Sejmowi sprawozdawcy przecierają oczy ze zdumienia: uchodzący za jednego z najbardziej wyważonych polityków wicemarszałek Tomasz Nałęcz najpierw porzuca Unię Pracy, której był wiceprzewodniczącym, następnie przyłącza się do SDPL i zostaje szefem sztabu Marka Borowskiego – kandydata tej partii na prezydenta, aby wkrótce potem ogłosić, że popierany przez niego dotąd człowiek powinien zrezygnować z rywalizacji wyborczej i ustąpić miejsca Włodzimierzowi Cimoszewiczowi – oficjalnie popieranemu przez SLD. Pozostając wciąż członkiem SDPL przyjmuje funkcję rzecznika sztabu wyborczego Cimoszewicza. Nie kryje oburzenia, gdy sąd partyjny SDPL usuwa go z szeregów organizacji.
Byłych partyjnych kolegów Nałęcza z UP i SDPL nie dziwią jego obecne polityczne wolty: – Już wcześniej wielokrotnie zmieniał barwy. Tyle że nikt mu tego nigdy publicznie nie wypominał – tłumaczą.

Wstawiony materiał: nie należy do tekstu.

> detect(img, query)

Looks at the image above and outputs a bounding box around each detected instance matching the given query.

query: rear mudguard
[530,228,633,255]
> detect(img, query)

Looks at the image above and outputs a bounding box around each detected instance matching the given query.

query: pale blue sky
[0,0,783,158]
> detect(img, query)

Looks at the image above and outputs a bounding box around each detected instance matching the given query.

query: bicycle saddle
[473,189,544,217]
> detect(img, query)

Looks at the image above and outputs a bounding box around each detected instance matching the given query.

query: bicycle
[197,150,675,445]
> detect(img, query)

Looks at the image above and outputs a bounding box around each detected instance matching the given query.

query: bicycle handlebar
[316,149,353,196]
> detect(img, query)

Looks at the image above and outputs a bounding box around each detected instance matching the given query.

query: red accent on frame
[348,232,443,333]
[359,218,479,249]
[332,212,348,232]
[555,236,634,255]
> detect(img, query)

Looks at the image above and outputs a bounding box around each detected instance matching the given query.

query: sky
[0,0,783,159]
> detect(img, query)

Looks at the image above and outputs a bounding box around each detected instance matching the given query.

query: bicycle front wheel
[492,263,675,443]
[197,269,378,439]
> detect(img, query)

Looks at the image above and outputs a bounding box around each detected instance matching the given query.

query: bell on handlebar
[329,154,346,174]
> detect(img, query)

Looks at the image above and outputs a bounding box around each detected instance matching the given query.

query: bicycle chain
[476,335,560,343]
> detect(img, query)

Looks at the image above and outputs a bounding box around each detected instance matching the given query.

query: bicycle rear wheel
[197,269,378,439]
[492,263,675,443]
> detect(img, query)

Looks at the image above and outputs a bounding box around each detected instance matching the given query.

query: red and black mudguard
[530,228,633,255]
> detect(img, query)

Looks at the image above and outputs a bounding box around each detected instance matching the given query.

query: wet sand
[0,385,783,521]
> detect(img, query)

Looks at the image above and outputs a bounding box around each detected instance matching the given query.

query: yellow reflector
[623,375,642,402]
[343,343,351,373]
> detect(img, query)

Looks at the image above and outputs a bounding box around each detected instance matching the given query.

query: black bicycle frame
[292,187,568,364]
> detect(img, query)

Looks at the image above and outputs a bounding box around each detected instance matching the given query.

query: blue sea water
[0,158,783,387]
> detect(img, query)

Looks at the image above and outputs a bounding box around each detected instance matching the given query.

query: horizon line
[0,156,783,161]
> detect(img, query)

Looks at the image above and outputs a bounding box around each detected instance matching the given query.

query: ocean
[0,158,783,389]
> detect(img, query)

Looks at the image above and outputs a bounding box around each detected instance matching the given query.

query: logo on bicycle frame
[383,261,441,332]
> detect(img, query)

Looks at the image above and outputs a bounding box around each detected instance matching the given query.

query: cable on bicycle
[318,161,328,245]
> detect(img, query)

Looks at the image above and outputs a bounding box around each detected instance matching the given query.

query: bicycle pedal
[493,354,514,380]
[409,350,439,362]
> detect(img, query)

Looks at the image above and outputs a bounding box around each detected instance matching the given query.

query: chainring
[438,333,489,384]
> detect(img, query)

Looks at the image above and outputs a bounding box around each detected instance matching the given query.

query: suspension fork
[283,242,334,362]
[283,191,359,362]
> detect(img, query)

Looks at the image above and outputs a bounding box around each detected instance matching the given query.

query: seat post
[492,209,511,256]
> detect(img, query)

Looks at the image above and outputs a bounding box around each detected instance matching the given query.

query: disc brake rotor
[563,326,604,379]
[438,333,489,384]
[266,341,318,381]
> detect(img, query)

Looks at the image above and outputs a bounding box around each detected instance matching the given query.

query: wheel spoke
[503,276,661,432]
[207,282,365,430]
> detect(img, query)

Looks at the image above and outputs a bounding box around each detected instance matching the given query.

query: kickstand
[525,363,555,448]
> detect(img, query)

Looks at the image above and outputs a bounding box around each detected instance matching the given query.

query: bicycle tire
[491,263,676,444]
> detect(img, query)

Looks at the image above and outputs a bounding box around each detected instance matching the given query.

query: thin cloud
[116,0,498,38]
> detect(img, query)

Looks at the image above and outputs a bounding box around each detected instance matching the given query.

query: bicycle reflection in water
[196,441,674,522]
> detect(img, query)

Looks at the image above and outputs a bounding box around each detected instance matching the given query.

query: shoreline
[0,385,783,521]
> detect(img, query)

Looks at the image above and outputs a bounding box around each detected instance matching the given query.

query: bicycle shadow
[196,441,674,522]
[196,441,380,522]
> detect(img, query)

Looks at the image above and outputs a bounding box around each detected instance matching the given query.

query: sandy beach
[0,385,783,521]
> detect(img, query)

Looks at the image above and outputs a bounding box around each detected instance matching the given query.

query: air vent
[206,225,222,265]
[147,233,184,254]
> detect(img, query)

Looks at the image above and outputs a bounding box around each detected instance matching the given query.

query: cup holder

SDPL jest już czwartą partią, z którą się rozstał. Pierwszą była Polska Zjednoczona Partia Robotnicza. Wstąpił do niej w 1970 r. – był wówczas studentem historii na Uniwersytecie Warszawskim. Jak wspominał później w rozmowie z dziennikarzami „Gazety Wyborczej”, wynikało to „z chęci przebywania w gronie ciekawych, sympatycznych ludzi, choć oczywiście legitymacja ułatwiała awans”. Dlaczego nie przystąpił do działającej na uczelni opozycji? „Gdy wybuchła Solidarność, a potem stan wojenny, byłem bardzo zajęty sprawami domowymi. Urodził mi się syn, który był dzieckiem alergicznym. Do polityki nie miałem głowy” – tłumaczył w tym samym wywiadzie dla „Gazety”.